Está en la página 1de 2

Capítulo 5 No hay marcha atrás: entonces, hacia delante

Antes una pequeña historia.


Te prometí que te iba a contar la historia de cómo mi hermano logró superar los
ataques de pánico, y aquí está. Yo ni siquiera sabía que los había padecido, me lo
contó mi madre cuando empecé a sufrir mi propia odisea con el miedo aterrador. El
relato sobre mi hermano fue la segunda luz que alumbró mi particular viacrucis. La
tercera, un simple vídeo en Internet, resultó la definitiva.

La historia de mi hermano se inicia, como otras muchas, con la crisis, y la necesidad


de buscar empleo surja de donde surja. Había pasado varios años trabajando en
Madrid, en una multinacional. Allí encajaba bastante bien, y se encontraba
razonablemente cómodo, pero echaba de menos su tierra. De forma que a la
primera ocasión se trasladó cerca de su familia. La empresa, que en tiempos había
sido pública, y aún conservaba algunos ribetes de su estadio inicial, concedía a los
trabajadores que se iban un periodo de gracia, unos cinco años aproximadamente,
para volver si se arrepentían y durante ese periodo surgía un puesto adecuado para
ellos.

Estalló la crisis. Mi hermano ya estaba en casa, pero el nuevo trabajo implicaba sus
más y sus menos. Entre los menos, un compañero inaguantable que se empeñaba
en hacerle la vida imposible, a falta de algo mejor a que dedicar su tiempo. El caso
es que acabó también dimitiendo de esta plaza.

En mala hora. Estalló la crisis, y las esperanzas de encontrar otro trabajo de forma
fácil y rápida se fueron al traste, al igual que caían muchas empresas. Puesto en el
brete, mi hermano empezó a considerar la posibilidad de regresar a Madrid. No le
hacía mucha gracia la gran ciudad, con su estilo acelerado de vida y sus
aglomeraciones, pero lo cierto es que había estado muy considerado en el puesto
y sus jefes y compañeros lo apreciaban mucho. En cuanto insinuó que podría
‘reinsertarse’, varios de esos colegas apuntaron a un puesto que iba a quedar
vacante próximamente y que, le decían, le vendría como anillo al dedo.

Decidido pues a no seguir en el paro mucho tiempo, agarró las maletas, alquiló un
pisito en el extrarradio de la metrópoli, que era lo que podía permitirse, y volvió al
redil de las grandes empresas. Resignado con su suerte de tener que vivir lejos de
casa.
Activar el monólogo interior
El cuerpo, sin embargo, no estaba tan conforme.

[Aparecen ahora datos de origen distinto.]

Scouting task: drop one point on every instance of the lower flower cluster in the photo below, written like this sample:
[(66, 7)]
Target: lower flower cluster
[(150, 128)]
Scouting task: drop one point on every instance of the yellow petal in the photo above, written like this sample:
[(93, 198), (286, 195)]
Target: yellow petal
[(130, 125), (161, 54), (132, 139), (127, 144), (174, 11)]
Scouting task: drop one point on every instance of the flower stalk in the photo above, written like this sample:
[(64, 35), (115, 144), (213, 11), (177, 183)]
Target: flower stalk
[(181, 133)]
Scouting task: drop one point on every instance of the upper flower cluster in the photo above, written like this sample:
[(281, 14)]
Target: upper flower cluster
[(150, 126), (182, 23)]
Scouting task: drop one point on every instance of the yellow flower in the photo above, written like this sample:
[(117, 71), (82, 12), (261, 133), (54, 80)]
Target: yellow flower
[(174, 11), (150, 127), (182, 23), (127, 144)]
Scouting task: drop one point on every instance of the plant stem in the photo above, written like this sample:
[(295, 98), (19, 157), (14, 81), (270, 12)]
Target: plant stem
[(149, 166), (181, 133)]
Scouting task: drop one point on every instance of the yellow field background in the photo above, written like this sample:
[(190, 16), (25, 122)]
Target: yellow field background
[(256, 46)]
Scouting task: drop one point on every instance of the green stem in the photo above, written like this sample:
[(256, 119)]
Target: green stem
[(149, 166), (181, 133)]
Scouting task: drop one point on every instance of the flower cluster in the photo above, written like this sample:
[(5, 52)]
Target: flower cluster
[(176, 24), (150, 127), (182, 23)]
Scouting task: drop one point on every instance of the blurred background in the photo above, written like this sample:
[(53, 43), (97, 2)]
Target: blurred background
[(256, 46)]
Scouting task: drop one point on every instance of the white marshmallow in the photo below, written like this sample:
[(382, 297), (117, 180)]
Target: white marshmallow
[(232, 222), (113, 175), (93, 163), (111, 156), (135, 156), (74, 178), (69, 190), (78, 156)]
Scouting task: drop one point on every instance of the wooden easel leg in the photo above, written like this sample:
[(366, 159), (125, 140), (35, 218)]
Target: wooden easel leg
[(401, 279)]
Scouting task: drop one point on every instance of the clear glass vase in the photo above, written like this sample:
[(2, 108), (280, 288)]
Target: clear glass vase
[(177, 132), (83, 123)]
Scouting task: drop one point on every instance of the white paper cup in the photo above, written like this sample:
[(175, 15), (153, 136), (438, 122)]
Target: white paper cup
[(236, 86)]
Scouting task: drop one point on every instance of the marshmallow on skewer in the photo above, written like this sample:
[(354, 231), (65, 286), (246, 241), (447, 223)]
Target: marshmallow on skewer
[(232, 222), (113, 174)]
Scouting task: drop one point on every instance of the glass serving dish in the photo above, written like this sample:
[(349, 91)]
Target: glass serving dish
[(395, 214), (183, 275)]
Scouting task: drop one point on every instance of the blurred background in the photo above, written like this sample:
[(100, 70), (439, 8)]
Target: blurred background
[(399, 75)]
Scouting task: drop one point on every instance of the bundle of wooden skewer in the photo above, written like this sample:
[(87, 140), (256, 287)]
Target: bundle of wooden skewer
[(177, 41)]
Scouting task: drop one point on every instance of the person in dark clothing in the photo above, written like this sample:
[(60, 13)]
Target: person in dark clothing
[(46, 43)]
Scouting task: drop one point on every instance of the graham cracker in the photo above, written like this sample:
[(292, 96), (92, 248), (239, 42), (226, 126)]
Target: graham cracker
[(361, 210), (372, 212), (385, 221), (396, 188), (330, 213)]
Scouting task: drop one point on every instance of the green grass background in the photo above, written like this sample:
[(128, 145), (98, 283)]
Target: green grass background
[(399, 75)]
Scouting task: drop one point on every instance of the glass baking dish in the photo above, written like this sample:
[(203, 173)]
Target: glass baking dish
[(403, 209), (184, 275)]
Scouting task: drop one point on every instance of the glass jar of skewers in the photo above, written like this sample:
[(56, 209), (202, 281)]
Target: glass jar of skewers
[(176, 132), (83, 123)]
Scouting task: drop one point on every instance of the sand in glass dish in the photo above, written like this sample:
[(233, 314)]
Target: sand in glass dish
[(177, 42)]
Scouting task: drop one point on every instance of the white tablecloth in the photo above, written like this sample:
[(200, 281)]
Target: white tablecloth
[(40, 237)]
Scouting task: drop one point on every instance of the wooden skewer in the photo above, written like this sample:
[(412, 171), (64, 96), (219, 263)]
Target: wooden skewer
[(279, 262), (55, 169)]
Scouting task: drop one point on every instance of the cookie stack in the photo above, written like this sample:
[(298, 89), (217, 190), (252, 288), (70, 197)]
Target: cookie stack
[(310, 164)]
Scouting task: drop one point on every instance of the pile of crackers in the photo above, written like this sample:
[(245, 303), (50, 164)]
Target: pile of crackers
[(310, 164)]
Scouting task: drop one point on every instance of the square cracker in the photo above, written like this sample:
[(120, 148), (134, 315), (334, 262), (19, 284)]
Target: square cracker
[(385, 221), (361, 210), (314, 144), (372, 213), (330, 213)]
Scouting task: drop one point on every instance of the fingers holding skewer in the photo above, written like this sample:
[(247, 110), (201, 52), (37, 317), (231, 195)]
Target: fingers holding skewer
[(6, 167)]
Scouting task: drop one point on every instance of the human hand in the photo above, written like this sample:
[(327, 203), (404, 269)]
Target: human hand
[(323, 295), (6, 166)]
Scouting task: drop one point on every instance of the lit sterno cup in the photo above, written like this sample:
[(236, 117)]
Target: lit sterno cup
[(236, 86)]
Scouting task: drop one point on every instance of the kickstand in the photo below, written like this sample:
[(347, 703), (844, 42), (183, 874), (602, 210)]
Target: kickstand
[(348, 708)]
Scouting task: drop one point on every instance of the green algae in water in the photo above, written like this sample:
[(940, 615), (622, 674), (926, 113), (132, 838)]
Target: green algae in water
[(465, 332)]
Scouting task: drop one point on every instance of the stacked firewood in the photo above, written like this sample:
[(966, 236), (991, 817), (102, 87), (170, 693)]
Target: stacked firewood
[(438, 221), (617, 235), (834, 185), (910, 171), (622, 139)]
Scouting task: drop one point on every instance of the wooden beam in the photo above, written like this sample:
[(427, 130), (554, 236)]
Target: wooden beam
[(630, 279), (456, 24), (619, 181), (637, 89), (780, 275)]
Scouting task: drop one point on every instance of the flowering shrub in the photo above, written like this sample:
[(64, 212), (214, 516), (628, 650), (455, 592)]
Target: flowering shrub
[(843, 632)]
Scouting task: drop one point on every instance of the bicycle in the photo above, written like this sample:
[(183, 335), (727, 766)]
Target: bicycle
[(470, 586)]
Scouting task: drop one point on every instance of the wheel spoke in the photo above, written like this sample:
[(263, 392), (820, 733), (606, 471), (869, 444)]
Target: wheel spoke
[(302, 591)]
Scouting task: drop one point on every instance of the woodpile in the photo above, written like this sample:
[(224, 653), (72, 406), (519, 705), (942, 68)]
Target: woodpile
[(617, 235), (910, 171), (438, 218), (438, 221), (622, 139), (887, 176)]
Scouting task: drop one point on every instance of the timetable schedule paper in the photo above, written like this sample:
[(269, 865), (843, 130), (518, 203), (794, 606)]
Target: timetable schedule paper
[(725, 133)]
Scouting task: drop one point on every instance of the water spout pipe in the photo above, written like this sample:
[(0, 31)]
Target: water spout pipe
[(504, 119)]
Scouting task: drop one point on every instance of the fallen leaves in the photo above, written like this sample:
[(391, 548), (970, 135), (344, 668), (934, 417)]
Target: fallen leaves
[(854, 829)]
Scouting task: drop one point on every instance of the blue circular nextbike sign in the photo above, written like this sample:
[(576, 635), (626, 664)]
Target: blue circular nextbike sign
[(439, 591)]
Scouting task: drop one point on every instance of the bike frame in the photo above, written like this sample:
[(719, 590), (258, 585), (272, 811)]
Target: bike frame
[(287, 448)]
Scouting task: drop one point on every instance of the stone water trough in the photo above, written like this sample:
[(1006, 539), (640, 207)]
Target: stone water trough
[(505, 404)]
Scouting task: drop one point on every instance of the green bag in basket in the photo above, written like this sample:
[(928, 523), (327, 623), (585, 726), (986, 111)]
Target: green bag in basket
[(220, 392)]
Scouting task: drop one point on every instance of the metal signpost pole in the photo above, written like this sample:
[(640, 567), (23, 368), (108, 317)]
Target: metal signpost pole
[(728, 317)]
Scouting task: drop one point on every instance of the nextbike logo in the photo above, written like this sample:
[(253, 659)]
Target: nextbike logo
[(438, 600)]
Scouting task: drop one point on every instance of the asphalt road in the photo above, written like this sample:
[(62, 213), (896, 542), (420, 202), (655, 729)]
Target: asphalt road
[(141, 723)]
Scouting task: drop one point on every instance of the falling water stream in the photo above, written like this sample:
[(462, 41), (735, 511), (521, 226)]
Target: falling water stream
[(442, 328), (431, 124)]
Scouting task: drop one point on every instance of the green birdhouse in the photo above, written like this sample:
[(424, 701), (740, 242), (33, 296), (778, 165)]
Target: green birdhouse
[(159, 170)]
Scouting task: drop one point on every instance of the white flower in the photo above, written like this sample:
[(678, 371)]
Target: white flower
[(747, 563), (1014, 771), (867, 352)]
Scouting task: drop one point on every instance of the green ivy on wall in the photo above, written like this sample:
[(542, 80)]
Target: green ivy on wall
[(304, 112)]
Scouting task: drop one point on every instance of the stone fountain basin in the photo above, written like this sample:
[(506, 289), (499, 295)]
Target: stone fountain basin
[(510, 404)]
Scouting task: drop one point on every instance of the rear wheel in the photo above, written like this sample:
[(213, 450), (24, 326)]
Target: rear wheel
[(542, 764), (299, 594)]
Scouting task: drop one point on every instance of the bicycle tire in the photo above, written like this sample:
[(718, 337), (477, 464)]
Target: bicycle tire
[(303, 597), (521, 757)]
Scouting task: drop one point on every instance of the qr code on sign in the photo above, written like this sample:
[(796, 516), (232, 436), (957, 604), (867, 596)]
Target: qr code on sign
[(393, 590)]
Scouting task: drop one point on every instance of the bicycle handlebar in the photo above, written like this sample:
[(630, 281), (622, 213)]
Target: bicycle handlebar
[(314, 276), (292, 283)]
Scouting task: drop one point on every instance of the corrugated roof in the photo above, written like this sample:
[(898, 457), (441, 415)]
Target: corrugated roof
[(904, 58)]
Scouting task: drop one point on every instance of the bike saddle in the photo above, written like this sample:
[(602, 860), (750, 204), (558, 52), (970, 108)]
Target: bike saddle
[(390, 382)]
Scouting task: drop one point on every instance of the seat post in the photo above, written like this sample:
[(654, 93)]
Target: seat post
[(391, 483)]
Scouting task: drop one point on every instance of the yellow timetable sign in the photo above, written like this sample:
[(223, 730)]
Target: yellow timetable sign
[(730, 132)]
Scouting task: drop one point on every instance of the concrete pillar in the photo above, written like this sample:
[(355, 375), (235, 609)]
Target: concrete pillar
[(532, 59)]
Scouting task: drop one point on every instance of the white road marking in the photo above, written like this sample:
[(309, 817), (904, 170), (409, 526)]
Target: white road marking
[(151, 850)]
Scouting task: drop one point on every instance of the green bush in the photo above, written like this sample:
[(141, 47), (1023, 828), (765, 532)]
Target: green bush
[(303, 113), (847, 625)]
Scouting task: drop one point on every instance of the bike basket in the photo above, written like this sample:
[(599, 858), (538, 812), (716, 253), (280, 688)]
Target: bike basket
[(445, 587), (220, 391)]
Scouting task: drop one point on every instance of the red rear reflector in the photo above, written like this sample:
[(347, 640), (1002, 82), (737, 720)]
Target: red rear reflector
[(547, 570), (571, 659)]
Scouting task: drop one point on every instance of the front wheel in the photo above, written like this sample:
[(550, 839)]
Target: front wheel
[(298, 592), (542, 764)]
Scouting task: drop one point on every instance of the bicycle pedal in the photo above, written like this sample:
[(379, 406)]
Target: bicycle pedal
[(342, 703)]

Él había oído el monólogo interior
de mi hermano y sabía que, pese a todas las ventajas aparentes, aquel arreglo en
el fondo no le convencía del todo. De modo que, ¿adivina qué? Decidió echarle una
mano. O forzar un poco la suerte, por decirlo de otro modo. Si mi hermano
necesitaba un empujoncito para regresar “donde el corazón te lleva”, el cuerpo iba
a dárselo. Y a lo grande. He aquí que sobreviene el ataque. Sin más ni más, a los
pocos días de retornar al trabajo, mi hermano tiene un ataque de asfixia bestial. Le
parece que se ahoga, y hasta teme estar sufriendo un infarto. Acude al médico, que
le receta los consabidos ansiolíticos y benzodiazepinas. Vamos, pastillitas a gogó.

Sabes que no es nada físico: la vía mental


Mi hermano oye atónito en la consulta que en realidad no le pasa nada físico. En un
primer momento se trae consigo las pastillas cuando vuelve a su tierra a pasar unos
días de descanso después de las crisis. Teme no poder regresar al trabajo. Pero
luego reflexiona: si todo es mental, entonces no tiene sentido la medicación. Y como
un jabato, decide afrontar los ataques por sus medios.
Y vence. Tras dos o tres intentonas, se ve libre de los ataques para siempre jamás.
Con las pastillas guardaditas en el cajón, y sin usar. Luchando en el medio de un
avión que lo llevaba de regreso a Madrid contra la sensación de que se estaba
asfixiando y que pronto no tendría aire para respirar y estaría muerto.